Por más intentos que realicemos para acercarnos al efecto de la música en nuestro ser, no hay forma alguna de abarcarlo todo.
Hace unos años descubrí una banda, ni se como, pero me atrapó con su sonido y me llevó a lugares insospechados. Esperar durante dos años que esa banda saque un disco nuevo solo tiene sentido para uno, que lo siente y se potencia con la espera.
Sobre todo, si se trata de una banda japonesa, de la cual solo recibiré lo que la red tenga para darme.
Hoy, cuando escuché el disco por primera vez, entendí para que me la había cruzado, entre toda la música que me había cruzado.
Porque no escuchamos la música, ella nos atraviesa dejando huellas, profundas huellas.
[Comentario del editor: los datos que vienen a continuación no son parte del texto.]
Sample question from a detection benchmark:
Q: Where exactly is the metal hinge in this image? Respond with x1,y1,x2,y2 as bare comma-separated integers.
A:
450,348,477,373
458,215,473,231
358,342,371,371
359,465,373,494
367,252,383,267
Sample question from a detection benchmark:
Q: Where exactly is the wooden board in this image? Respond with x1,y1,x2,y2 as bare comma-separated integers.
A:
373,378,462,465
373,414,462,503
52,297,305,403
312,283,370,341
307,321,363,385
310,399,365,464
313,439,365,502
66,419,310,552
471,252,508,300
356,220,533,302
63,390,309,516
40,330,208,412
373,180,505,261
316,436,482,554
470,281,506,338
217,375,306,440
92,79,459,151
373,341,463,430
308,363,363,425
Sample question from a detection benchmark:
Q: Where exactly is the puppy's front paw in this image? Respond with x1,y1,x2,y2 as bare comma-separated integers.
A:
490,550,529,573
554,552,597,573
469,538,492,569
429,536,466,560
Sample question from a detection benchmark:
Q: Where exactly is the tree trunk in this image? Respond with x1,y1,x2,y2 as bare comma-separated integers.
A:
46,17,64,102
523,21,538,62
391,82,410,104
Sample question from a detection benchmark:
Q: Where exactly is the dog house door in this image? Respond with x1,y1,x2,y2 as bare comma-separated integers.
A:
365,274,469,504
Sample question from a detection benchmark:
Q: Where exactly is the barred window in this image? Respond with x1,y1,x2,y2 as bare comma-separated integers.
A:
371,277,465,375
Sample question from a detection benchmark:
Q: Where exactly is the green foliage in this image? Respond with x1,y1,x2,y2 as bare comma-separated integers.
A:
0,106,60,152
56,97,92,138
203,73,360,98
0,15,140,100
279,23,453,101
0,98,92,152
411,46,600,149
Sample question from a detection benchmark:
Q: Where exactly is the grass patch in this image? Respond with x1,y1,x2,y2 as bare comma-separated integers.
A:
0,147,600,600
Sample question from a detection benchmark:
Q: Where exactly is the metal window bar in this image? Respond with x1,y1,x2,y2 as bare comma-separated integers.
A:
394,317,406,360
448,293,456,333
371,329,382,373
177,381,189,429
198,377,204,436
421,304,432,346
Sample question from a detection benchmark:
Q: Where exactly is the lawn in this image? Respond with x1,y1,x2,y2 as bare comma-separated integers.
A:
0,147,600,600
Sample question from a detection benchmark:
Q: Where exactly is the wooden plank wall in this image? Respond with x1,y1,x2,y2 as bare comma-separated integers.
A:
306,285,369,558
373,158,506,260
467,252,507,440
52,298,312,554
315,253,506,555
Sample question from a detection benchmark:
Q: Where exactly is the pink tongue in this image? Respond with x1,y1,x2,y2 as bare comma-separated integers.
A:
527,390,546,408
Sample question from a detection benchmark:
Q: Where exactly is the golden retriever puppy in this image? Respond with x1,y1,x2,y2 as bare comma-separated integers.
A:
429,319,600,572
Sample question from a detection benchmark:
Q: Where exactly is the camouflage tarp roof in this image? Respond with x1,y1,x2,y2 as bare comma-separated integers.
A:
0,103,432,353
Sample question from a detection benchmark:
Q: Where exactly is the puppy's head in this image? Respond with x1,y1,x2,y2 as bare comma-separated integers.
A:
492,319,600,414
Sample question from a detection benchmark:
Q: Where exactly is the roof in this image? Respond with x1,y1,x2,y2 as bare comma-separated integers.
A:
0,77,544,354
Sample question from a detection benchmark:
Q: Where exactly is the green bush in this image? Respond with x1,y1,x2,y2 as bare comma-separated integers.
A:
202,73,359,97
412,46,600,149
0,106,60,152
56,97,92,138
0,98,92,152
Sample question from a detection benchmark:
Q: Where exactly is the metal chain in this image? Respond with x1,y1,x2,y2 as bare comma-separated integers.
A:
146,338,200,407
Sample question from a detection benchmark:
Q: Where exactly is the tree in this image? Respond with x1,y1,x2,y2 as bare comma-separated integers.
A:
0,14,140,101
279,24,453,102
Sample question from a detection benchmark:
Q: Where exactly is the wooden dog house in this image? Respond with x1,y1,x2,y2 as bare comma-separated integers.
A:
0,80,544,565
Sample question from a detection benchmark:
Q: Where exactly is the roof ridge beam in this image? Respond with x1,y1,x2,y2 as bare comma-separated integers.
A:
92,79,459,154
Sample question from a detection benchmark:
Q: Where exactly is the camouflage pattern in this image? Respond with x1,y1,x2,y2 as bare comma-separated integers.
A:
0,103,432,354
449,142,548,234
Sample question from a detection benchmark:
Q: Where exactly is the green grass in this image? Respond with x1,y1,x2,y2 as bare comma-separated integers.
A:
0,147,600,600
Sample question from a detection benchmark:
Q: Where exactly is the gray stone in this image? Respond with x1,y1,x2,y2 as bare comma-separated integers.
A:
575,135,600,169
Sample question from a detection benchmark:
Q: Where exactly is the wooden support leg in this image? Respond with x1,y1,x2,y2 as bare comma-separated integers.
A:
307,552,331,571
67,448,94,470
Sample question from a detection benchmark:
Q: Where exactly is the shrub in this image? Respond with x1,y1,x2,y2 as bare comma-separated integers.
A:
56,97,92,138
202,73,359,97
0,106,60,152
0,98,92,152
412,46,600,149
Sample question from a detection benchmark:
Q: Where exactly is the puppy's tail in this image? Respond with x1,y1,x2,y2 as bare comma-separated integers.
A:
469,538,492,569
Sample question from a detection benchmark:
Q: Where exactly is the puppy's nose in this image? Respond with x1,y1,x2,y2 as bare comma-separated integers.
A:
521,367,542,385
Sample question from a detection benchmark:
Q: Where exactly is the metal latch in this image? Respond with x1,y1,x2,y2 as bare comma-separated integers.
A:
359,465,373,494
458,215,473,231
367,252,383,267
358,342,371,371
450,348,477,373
Estoy seguro que nuestra memoria acomoda en una biblioteca sonora todas y cada una de esas huellas que escuchamos, y cuando es necesario, si estamos atentos, el bibliotecario nos acerca el sonido para que lo regalemos. Todo allí está perfectamente acomodado pero sin etiquetas ni compartimentos, un tipo de orden desconocido. La virtud de esa organización es que cada sonido está disponible para su momento, y no para otro.
Cuando el instante llega, se produce el regalo, porque la música no tiene ningún otro sentido más que ser regalada.